The cyber security firm Symantec on Sunday revealed that a malicious new piece of software is collecting information on individuals, companies, and government entities without their knowledge.
The malware, called Regin, is considered to be a mass surveillance and data collection tool (sometimes referred to as “spyware”). Its purpose and origin is still unclear, Symantec said, but researchers believe that the program is the work of a nation-state.
“We believe Regin is used primarily for espionage,” said Liam O’Murchu, a security researcher at Symantec. “We see both companies and individuals targeted. The ultimate goal is to listen in on phone calls or something like that. [Regin’s operators] target individuals and spread the attack to find whatever it is they’re looking for. All of these things together make us think that a government wrote it.”
Symantec said Regin (pronounced “re-gen,” as in “regenerate”) monitors its targets with a rarely-seen level of sophistication. Internet service providers and telecommunications companies make up the bulk of the those that are initially infected, researchers said. Regin then targets individuals of interest—in the hospitality, energy, research, and airline industries, among others—that are served by those ISPs. Regin’s operators continue to use infected companies as a springboard to gain access to more individuals. Once they gain access, they can remotely control a person’s keyboard, monitor Internet activity, and recover deleted files.
More than half of observed attacks have targeted Russia and Saudi Arabia, Symantec said. The rest are scattered across Europe, Central America, Africa, and Asia. The initial infection can come from a wide variety of sources, such as copies of popular websites or web browsers and USB drives that have been plugged into contaminated systems.
Regin has five attack stages. It begins with an initial “drop,” also called a Trojan horse (or “backdoor”) breach, that allows it to exploit a security vulnerability while avoiding detection. The first stage deploys what is called a loader, which prepares and executes the next stage; the second stage does the same to complicate detection. The third and fourth stages, called kernels, build a framework for the fifth and final stage, called the payload. That’s when it can wrest control of a computer or leap to a new victim.
Each stage prepares and executes the next, rather than deploy from a common framework. It’s similar in concept to Russian nesting dolls. Regin’s distributed structure makes it difficult for cyber security researchers to identify it without capturing information about all five stages.
The malware is made up of a system of customizable modules so that it may collect the information it needs across a number of different victims. For example, one Regin attack might capture a password from a hotel clerk’s computer while another attack may obtain remote control of another computer’s keyboard for purposes unknown. Each module is customized for one task or system, making detection and prevention of a comprehensive Regin attack difficult.
“One of the problems we have with analyzing is we don’t have all the components,” O’Murchu said. “You only get the modules set on that [particular] victim. But we know there are far more modules than what we have here. We don’t have enough information to understand. On top of that, it’s coded in a very advanced way to leave a small footprint. Anything they leave behind is encrypted.

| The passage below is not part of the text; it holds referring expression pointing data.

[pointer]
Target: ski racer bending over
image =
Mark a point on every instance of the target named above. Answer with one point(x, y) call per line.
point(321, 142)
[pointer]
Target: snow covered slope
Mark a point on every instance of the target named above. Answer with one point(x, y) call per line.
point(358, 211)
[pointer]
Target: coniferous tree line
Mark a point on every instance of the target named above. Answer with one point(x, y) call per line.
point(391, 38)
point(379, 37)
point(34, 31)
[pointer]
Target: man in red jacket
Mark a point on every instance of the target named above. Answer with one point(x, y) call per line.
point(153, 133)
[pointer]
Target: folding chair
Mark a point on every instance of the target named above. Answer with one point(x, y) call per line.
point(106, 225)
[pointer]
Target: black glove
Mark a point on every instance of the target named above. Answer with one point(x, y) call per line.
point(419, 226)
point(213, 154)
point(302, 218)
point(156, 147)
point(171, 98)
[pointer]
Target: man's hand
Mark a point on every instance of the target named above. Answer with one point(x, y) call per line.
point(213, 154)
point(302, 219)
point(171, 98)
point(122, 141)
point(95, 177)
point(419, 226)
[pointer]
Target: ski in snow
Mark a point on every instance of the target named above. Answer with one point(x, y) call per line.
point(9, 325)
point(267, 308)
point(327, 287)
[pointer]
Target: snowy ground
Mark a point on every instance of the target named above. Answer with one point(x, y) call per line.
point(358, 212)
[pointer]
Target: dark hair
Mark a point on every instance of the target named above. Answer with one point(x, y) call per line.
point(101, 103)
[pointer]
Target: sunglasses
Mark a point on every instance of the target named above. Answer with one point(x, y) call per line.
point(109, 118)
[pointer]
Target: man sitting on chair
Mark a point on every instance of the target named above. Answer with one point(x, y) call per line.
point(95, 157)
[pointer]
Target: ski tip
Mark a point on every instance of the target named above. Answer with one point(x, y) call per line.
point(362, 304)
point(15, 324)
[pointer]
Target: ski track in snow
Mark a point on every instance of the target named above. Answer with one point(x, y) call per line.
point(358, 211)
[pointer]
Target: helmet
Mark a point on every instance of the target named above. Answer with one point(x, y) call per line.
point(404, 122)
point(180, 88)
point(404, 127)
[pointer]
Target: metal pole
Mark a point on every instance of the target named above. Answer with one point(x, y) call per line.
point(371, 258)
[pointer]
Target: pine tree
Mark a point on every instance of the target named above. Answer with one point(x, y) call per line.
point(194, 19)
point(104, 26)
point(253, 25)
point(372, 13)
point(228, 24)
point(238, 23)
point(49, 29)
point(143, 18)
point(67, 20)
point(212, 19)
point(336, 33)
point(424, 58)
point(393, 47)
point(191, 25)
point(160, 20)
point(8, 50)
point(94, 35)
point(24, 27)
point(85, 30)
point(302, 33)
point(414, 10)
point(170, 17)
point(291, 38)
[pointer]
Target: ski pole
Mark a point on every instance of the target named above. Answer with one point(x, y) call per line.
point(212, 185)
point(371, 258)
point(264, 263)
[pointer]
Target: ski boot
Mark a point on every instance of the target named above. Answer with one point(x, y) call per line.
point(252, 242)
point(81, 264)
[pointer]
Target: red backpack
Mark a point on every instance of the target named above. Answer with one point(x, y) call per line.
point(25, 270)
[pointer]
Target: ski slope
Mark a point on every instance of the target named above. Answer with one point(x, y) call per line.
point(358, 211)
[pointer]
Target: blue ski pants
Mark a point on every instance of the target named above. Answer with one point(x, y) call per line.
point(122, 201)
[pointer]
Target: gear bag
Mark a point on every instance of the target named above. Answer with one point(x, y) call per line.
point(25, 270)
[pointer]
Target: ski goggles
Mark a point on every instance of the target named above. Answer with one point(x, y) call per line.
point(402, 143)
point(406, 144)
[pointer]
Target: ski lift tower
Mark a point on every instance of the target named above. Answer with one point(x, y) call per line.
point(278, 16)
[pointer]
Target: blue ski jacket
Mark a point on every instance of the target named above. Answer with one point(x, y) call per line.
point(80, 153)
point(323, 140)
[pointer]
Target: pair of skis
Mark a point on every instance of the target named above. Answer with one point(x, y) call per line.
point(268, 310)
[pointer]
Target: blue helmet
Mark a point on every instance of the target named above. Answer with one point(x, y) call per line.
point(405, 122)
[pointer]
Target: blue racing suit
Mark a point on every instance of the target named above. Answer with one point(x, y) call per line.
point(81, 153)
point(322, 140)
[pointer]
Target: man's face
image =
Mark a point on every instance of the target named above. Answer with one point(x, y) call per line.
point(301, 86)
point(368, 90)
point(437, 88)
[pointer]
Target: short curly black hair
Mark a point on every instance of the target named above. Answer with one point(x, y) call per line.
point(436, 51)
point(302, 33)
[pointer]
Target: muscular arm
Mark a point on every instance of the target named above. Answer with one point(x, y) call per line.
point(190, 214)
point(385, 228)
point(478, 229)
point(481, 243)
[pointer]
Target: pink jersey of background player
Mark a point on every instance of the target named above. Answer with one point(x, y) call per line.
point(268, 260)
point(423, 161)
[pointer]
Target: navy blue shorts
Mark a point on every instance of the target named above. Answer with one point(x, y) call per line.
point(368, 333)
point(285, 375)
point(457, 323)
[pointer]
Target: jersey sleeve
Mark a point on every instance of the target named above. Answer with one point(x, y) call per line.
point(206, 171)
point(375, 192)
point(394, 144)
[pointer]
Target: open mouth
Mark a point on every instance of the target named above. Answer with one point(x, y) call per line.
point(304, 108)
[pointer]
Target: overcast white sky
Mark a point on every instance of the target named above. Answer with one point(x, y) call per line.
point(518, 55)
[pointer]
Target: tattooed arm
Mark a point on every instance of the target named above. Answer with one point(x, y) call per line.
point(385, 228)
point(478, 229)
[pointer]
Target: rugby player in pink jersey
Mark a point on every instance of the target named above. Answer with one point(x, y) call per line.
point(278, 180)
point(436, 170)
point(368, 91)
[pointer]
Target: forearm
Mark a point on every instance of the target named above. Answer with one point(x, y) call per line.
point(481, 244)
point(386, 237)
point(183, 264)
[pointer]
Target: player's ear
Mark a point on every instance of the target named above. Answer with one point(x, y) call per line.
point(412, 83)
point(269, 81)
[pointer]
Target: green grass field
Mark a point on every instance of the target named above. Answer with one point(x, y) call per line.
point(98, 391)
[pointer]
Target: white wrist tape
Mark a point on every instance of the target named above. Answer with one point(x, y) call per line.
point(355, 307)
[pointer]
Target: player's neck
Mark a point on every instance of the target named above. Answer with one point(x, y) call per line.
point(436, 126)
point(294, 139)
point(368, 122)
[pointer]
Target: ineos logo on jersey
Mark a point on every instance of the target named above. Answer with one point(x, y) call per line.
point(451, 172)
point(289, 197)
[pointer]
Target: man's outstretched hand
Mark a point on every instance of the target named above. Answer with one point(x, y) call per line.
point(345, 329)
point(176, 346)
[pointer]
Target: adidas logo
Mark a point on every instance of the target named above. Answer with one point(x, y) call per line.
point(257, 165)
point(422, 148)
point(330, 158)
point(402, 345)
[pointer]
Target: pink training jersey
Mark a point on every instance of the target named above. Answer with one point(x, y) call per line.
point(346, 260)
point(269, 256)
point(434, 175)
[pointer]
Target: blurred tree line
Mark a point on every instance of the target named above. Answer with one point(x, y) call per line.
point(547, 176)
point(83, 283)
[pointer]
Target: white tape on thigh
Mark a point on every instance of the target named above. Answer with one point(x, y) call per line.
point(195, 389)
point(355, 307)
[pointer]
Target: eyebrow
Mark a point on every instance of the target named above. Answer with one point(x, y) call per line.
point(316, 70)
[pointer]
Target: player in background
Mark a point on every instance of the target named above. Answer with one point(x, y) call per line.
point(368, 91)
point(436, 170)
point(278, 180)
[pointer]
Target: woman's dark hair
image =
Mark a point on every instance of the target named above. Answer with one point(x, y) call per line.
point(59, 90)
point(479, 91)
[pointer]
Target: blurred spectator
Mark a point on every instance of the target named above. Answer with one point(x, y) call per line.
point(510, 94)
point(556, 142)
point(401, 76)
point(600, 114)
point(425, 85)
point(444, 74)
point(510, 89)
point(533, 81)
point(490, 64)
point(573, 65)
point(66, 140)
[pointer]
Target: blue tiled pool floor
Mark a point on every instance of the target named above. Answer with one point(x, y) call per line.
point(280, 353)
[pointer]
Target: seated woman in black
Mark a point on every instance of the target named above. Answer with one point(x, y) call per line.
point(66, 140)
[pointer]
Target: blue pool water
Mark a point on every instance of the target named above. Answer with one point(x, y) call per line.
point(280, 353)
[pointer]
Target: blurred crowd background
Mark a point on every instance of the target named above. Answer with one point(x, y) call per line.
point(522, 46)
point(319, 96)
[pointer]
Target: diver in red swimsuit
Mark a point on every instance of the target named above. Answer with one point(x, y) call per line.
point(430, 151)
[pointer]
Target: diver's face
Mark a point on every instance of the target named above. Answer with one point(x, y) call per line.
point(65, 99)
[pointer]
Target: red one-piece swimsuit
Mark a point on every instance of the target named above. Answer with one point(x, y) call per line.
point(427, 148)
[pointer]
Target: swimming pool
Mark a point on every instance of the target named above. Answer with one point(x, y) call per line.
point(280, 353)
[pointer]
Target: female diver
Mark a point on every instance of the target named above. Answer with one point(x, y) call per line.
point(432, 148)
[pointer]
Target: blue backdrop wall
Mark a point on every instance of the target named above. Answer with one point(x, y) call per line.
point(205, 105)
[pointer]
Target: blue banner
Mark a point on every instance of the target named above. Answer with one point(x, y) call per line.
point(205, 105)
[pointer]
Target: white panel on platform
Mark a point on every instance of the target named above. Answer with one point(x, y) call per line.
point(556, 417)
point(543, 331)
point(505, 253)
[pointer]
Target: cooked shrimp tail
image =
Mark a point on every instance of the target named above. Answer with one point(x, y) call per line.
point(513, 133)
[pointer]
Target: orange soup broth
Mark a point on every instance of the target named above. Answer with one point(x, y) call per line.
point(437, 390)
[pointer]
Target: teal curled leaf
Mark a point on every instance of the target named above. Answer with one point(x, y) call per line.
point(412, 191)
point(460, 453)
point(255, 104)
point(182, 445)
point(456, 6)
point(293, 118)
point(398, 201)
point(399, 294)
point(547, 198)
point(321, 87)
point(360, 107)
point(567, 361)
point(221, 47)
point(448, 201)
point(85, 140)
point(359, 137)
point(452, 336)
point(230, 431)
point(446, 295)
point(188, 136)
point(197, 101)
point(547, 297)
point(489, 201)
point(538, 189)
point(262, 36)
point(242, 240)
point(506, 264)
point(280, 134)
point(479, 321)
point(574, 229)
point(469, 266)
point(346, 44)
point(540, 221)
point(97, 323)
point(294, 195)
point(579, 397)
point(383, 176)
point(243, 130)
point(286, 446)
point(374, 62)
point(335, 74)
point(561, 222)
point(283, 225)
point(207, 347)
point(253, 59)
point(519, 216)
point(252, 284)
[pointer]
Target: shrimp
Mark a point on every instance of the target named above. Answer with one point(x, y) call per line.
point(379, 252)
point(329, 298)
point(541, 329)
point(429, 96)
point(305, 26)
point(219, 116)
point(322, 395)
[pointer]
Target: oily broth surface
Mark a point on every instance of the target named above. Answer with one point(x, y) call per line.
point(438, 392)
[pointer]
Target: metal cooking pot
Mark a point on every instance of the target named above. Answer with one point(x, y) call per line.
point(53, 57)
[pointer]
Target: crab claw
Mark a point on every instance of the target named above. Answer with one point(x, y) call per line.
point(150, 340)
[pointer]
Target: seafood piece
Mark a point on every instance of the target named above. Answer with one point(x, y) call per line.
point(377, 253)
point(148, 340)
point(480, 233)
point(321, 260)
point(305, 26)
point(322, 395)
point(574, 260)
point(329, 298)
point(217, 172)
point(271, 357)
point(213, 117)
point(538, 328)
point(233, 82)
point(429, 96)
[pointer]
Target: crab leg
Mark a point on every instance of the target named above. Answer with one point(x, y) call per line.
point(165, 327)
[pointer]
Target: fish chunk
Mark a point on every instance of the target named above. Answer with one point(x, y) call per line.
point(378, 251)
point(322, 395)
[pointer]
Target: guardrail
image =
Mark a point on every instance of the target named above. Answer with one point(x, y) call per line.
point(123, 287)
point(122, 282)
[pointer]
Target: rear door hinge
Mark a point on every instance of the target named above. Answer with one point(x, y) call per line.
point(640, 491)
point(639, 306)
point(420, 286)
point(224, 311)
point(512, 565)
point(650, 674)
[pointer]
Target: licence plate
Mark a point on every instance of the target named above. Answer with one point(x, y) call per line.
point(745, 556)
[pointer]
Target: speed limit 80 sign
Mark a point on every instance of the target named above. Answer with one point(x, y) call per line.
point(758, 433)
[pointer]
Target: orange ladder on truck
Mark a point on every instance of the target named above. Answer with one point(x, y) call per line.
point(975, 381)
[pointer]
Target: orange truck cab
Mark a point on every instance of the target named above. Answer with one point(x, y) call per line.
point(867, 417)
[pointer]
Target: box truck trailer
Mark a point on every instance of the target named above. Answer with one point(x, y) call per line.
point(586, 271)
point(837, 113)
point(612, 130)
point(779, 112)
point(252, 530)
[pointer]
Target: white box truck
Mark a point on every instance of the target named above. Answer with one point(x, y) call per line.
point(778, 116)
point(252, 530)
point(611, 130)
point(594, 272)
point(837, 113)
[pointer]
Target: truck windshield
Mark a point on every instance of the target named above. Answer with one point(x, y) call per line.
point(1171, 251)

Each part is dependent on having all the parts.”
This kind of operational complexity is typically reserved for a state or a state-sponsored actor, Symantec said. Only a handful of malware programs to date have demonstrated such sophistication. In 2012, the Flamer malware used the same modular system to hit targets in the West Bank of Palestine, Hungary, Iran, and Lebanon, among other countries. Regin’s multi-stage attack pattern operates similarly to the Duqu malware and its descendent Stuxnet, the malware responsible for the disruption of Iranian nuclear facilities in 2010. O’Murchu said Regin is part of a disquieting trend of government-written and government-enacted malware.
“We often say that Stuxnet opened Pandora’s box,” O’Murchu says. “Whether that is because we know what to look for now or because there has been a genuine increase since Stuxnet is up for debate, but what we can say is that yes, we now know about a lot more scary government malware than before. It is far more pervasive, it is embedded in more organizations than we have ever seen, it is more organized than ever, and it is more capable than ever. I would say there has been an explosion in government related malware, and it doesn’t seem to be going away anytime soon.”
What makes Regin different is who it attacks. Instead of going only after high-worth targets, Regin attacks many different targets in an attempt to piece together contextual information. Of the 9% of Regin attacks in the hospitality industry, 4% targeted low-level computers, presumably for this information.
“The average person needs to be aware,” O’Murchu says. “A lot of the infections are not the final target. They are third parties providing some extra information to get to a final target. Lot of people think, ‘I don’t have anything of importance, why would anyone get on my computer?’ Ordinary people who may not think they’re targets in fact are.”